Before the April jobs report release, Heidi Shierholz of the Economic Policy Institute (EPI) warned on Twitter that Friday would be “the most cataclysmic #JobsDay of all of our lives” and shared a chart showing how recent unemployment claims contrast with the past 80 years, before detailing current conditions in a 22-tweet thread.
Despair is an understandable and reasonable response here. Despair for the millions who’ve lost jobs, for their families, and for the immeasurable amount of lost potential. But then we must demand our policymakers do much, much more. 2/
— Heidi Shierholz (@hshierholz) May 8, 2020
While the 14.7% figure for April is significantly higher than February (3.5%) and March (4.4%), it fails to capture the full scope of how U.S. workers have been impacted by temporary business closures and hours reductions that have resulted from the ongoing global health crisis. The report says 5.1 million Americans had hours cut in April.
Shierholz, senior economist and director of policy at EPI, explained that “only about two-thirds of coronavirus-related job losses are showing up as unemployed—the rest are showing up as having dropped out of the labor force. If all coronavirus-related job losses had shown up as unemployed, the unemployment rate would now be around 19.0%, not 14.7%.”
“Further, about 7.5 million workers are likely being misclassified as ’employed, not at work’ instead of ‘temporarily unemployed,'” she continued. “If they were classified correctly AND all coronavirus-related job losses had shown up as unemployed, the unemployment rate would be around 23.6%.”
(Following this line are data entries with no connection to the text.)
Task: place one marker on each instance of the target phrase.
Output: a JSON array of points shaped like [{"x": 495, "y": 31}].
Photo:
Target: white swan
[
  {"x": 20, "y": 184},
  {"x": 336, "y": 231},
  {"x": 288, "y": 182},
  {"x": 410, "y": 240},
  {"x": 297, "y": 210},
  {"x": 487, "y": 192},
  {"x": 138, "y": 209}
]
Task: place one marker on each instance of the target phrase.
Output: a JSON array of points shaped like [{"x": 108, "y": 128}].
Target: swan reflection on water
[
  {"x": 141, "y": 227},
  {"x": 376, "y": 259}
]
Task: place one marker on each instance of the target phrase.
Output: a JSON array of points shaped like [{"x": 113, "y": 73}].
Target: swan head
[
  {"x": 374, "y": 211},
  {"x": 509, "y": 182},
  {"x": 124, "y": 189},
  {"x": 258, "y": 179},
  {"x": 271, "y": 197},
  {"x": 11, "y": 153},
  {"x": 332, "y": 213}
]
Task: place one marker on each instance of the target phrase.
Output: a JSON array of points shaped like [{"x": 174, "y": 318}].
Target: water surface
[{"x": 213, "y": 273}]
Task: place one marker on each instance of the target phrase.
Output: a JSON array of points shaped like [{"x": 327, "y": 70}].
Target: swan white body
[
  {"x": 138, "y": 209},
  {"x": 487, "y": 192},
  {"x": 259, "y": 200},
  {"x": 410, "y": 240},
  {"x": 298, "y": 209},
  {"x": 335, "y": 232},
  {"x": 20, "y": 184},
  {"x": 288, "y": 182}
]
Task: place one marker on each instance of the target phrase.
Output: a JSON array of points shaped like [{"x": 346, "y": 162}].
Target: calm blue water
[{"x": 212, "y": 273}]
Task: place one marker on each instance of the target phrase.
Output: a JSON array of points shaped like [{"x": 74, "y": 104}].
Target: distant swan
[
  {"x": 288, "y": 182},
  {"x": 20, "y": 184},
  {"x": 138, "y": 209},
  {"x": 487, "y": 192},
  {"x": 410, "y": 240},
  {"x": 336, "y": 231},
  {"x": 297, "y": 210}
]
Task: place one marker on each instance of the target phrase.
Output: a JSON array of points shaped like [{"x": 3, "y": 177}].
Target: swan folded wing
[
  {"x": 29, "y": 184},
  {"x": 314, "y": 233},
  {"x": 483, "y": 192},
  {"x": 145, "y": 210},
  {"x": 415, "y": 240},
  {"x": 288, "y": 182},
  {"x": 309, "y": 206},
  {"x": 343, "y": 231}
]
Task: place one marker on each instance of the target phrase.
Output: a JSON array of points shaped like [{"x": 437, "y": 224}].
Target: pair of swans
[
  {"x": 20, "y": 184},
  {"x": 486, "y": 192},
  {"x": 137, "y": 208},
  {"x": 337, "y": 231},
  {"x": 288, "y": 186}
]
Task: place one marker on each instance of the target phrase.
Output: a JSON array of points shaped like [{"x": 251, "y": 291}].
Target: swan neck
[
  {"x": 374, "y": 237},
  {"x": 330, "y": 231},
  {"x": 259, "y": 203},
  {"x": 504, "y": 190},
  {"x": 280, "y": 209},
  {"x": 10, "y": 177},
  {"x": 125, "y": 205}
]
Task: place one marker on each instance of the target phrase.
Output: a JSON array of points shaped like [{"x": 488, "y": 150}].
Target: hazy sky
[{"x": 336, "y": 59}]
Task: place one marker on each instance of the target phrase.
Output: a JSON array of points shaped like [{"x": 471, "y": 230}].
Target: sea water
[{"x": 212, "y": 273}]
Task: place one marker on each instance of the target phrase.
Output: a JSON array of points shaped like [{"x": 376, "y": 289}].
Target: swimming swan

She also highlighted EPI’s estimate from April 30 that because of recent job losses, about 12.7 million Americans have lost their employer-based health insurance—which EPI researchers called a “terrifying” indictment of the country’s private, for-profit healthcare system, particularly in the midst of a pandemic.
EPI senior economist Elise Gould addressed the April jobs report in a Friday blog post entitled “A Waking Nightmare.” She wrote: “I struggle to even put into words how large this drop is. It’s as if all the gains in employment since 2000 were wiped out. Total job losses over the last two months would fill all 30 currently empty Major League Baseball stadiums 16 times over.”
A waking nightmare
Today’s jobs report shows 20.5 million jobs lost in Aprilhttps://t.co/XDrJIZLMKx
1/n— Elise Gould (@eliselgould) May 8, 2020
Gould advised against celebrating the supposed “silver lining” that nominal wages grew 7.9% over the year, explaining that the wage growth “reflects the dropping of lower wage jobs from the total, which results in higher average wages for the remaining jobs, and what appears to be faster overall growth, but not driven by people getting meaningful raises.”
The 20.5 million job losses across the United States in April underscore the need for bold action from federal lawmakers, according to Gould.